Posted on July 25, 2010
Filed Under >Adil Najam, Media Matters, Sports
46 Comments
Total Views: 45189

Adil Najam

I am as excited about Pakistan’s Test cricket victory against Australia as the next guy. Maybe even more.

But this huge (quarter page) advertisement on the front page of today’s (Sunday’s) The News is just plain bad taste.

That it is an ad for Pepsi – a major global brand, but also the official sponsor of Pakistan cricket (over-sized Pepsi logos are the most prominent thing on the official clothing of Pakistani cricketers), makes it only more so.

It was obviously made in a hurry. But I, for one, wish it had never been made. Whether Pepsi does so or not, let me apologize to Ricky Ponting. This, as they say, is just not cricket!

I do not know what was the thought behind this Ad?

If they thought this was funny; it is not. Only early today I had a chat with my 7-year old explaining to him that making fun of other people’s names is not funny, because we would not like it if others make fun of ours.

If they thought it was a commentary on Pakistan cricket and a show of support for Pakistani cricket; it is not. Despite the exciting victory we pulled off, no serious cricket fan will claim that Pakistan is the better team of the two. There is much that we should try to learn from Australia, even in this Test: their fight back till the very end, for example! The argument I often give to my 7-year old is also valid here: imagine what might be our reaction if Indian or Australian or British newspapers started carrying Ads like this about Pakistan each time we lost a game or something bad happened in Pakistan (and those, unfortunately, happen all too often!)?

But that is not the point. The point is that this Ad has no point. At least no redeeming point.

All it does is insult. And not just Ricky Ponting. It insults the brand integrity of Pepsi, and even more the brand identity of Pakistan cricket (since Pepsi is its official sponsor) and of Pakistan and Pakistanis in general (the green background is not accidental, nor is the bouncing kangaroo). It presents and projects us as a mean, insensitive, gloating, and petty people. Some of us may, indeed, be that. But I am not prepared to be ‘branded’ in that light; and certainly not by Pepsi.

Maybe I am over-reacting. And clearly this is not the of the problems we face. But sometimes it is the small things that pinch hardest, because they become metaphor for all the big things that are wrong.
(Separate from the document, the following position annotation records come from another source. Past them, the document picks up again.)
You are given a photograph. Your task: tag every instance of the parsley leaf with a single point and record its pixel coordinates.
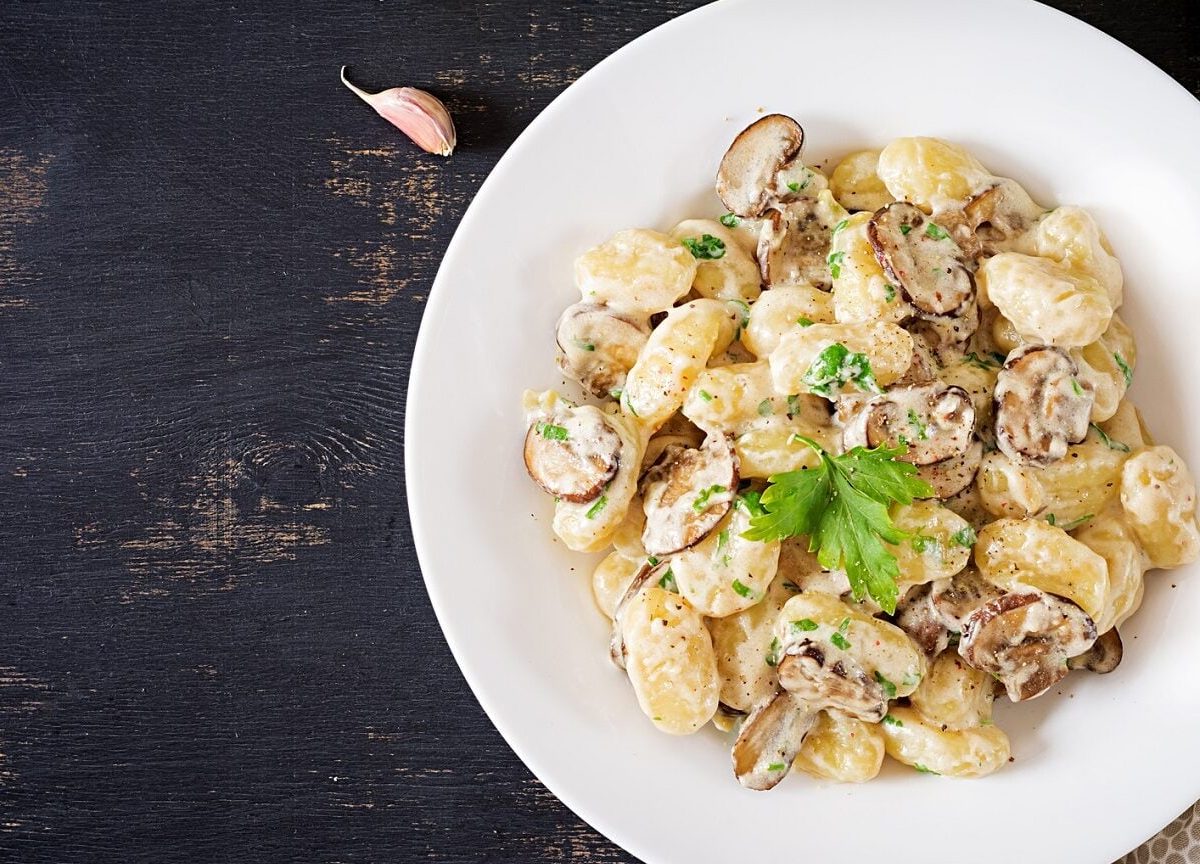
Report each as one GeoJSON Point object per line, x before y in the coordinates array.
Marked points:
{"type": "Point", "coordinates": [1126, 370]}
{"type": "Point", "coordinates": [965, 538]}
{"type": "Point", "coordinates": [552, 432]}
{"type": "Point", "coordinates": [843, 508]}
{"type": "Point", "coordinates": [705, 246]}
{"type": "Point", "coordinates": [837, 366]}
{"type": "Point", "coordinates": [1110, 443]}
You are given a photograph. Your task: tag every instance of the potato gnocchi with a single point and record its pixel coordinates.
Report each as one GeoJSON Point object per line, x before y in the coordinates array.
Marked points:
{"type": "Point", "coordinates": [910, 304]}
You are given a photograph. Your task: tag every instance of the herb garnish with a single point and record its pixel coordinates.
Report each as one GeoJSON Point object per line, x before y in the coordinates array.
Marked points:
{"type": "Point", "coordinates": [843, 508]}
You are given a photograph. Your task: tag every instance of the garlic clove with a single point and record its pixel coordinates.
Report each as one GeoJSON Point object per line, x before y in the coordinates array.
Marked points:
{"type": "Point", "coordinates": [415, 113]}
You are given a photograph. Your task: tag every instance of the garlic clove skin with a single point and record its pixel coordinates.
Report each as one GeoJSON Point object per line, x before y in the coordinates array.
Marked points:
{"type": "Point", "coordinates": [418, 114]}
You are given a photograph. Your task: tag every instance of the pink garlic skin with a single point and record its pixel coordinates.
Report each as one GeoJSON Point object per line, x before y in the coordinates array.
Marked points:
{"type": "Point", "coordinates": [418, 114]}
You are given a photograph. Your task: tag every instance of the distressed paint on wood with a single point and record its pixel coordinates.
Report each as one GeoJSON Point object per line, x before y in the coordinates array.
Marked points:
{"type": "Point", "coordinates": [213, 267]}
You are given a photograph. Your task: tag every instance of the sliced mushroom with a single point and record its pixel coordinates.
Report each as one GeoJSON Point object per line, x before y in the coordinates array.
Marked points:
{"type": "Point", "coordinates": [573, 451]}
{"type": "Point", "coordinates": [827, 677]}
{"type": "Point", "coordinates": [687, 493]}
{"type": "Point", "coordinates": [951, 477]}
{"type": "Point", "coordinates": [947, 334]}
{"type": "Point", "coordinates": [1042, 405]}
{"type": "Point", "coordinates": [1103, 657]}
{"type": "Point", "coordinates": [934, 420]}
{"type": "Point", "coordinates": [1025, 640]}
{"type": "Point", "coordinates": [997, 215]}
{"type": "Point", "coordinates": [957, 598]}
{"type": "Point", "coordinates": [598, 346]}
{"type": "Point", "coordinates": [793, 246]}
{"type": "Point", "coordinates": [922, 258]}
{"type": "Point", "coordinates": [918, 618]}
{"type": "Point", "coordinates": [769, 739]}
{"type": "Point", "coordinates": [745, 179]}
{"type": "Point", "coordinates": [645, 576]}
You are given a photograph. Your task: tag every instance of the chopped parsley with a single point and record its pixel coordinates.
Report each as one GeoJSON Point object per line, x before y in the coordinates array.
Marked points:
{"type": "Point", "coordinates": [1075, 523]}
{"type": "Point", "coordinates": [706, 246]}
{"type": "Point", "coordinates": [964, 538]}
{"type": "Point", "coordinates": [552, 432]}
{"type": "Point", "coordinates": [843, 508]}
{"type": "Point", "coordinates": [742, 589]}
{"type": "Point", "coordinates": [935, 232]}
{"type": "Point", "coordinates": [837, 366]}
{"type": "Point", "coordinates": [922, 544]}
{"type": "Point", "coordinates": [723, 541]}
{"type": "Point", "coordinates": [1126, 370]}
{"type": "Point", "coordinates": [705, 495]}
{"type": "Point", "coordinates": [919, 427]}
{"type": "Point", "coordinates": [1111, 444]}
{"type": "Point", "coordinates": [834, 262]}
{"type": "Point", "coordinates": [889, 689]}
{"type": "Point", "coordinates": [773, 653]}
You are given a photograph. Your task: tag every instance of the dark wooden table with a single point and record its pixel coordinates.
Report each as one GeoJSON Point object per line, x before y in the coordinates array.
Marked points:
{"type": "Point", "coordinates": [215, 643]}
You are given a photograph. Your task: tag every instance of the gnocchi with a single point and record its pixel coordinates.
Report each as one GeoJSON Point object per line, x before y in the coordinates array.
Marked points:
{"type": "Point", "coordinates": [861, 457]}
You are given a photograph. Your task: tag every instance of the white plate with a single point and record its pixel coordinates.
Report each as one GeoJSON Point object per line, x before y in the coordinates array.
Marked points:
{"type": "Point", "coordinates": [1038, 96]}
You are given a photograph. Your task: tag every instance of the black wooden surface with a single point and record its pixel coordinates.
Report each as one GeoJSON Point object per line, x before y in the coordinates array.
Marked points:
{"type": "Point", "coordinates": [215, 643]}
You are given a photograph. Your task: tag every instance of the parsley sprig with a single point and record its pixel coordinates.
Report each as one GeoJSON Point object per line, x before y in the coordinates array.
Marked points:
{"type": "Point", "coordinates": [843, 508]}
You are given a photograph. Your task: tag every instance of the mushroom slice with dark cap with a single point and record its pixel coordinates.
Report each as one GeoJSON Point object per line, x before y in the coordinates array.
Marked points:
{"type": "Point", "coordinates": [957, 598]}
{"type": "Point", "coordinates": [1042, 406]}
{"type": "Point", "coordinates": [598, 346]}
{"type": "Point", "coordinates": [573, 453]}
{"type": "Point", "coordinates": [922, 258]}
{"type": "Point", "coordinates": [916, 616]}
{"type": "Point", "coordinates": [1025, 640]}
{"type": "Point", "coordinates": [947, 331]}
{"type": "Point", "coordinates": [1103, 657]}
{"type": "Point", "coordinates": [687, 492]}
{"type": "Point", "coordinates": [793, 246]}
{"type": "Point", "coordinates": [951, 477]}
{"type": "Point", "coordinates": [769, 739]}
{"type": "Point", "coordinates": [1000, 214]}
{"type": "Point", "coordinates": [827, 677]}
{"type": "Point", "coordinates": [648, 574]}
{"type": "Point", "coordinates": [934, 420]}
{"type": "Point", "coordinates": [745, 179]}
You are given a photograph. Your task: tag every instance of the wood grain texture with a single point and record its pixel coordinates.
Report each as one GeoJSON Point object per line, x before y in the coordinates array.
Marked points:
{"type": "Point", "coordinates": [213, 267]}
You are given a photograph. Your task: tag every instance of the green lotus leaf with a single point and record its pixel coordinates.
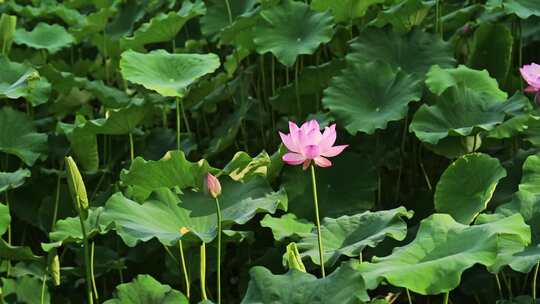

I just wish that whoever made and approved this Ad had read Mian Mohammad Bakhsh’s Saif-uk-Muluk:

Dushman marey tey khushi na kariye sajjna vi mar jaana
(Do not gloat when an enemy dies, your friends too will die)

Editor’s note: Here are some examples of bad advertising; of good advertising; and of advertising nostalgia.

46 responses to “Is this Supposed to be Funny? Or Insulting?”

  1. -Farid says:

    I thought it was funny, bit of harmless fun – but that’s just me

  2. Adnan Ahmad says:

    In the context of this game and Mian Muhammad Bakhsh’ eternal verse, I would say sajjans have been dying for the last 15 years – even when they didn’t have to (! remember Sydney :)) – so may be a little bit of khushi even in bad taste can be ignored.. :)

  3. ahmed ahsan says:

    Awesome ad so far from pepsi. Author must remember how they represent us in their media. This is the era of media war.

  4. J.S.K. says:

    Lets stop with the political correctness. Funny is funny. Like that one that the Australian beer company with a picture of all the bearded players on the Pakistan team walking into the ground, and the caption says, “Lets teach these terrorists a lesson: This one is for 9/11.” I don’t know why everyone got so worked up. It was just a joke, just like this one !

  5. Norm says:

    Are you guys for real ?

    This is harmless ad, in fact it is done beautifully.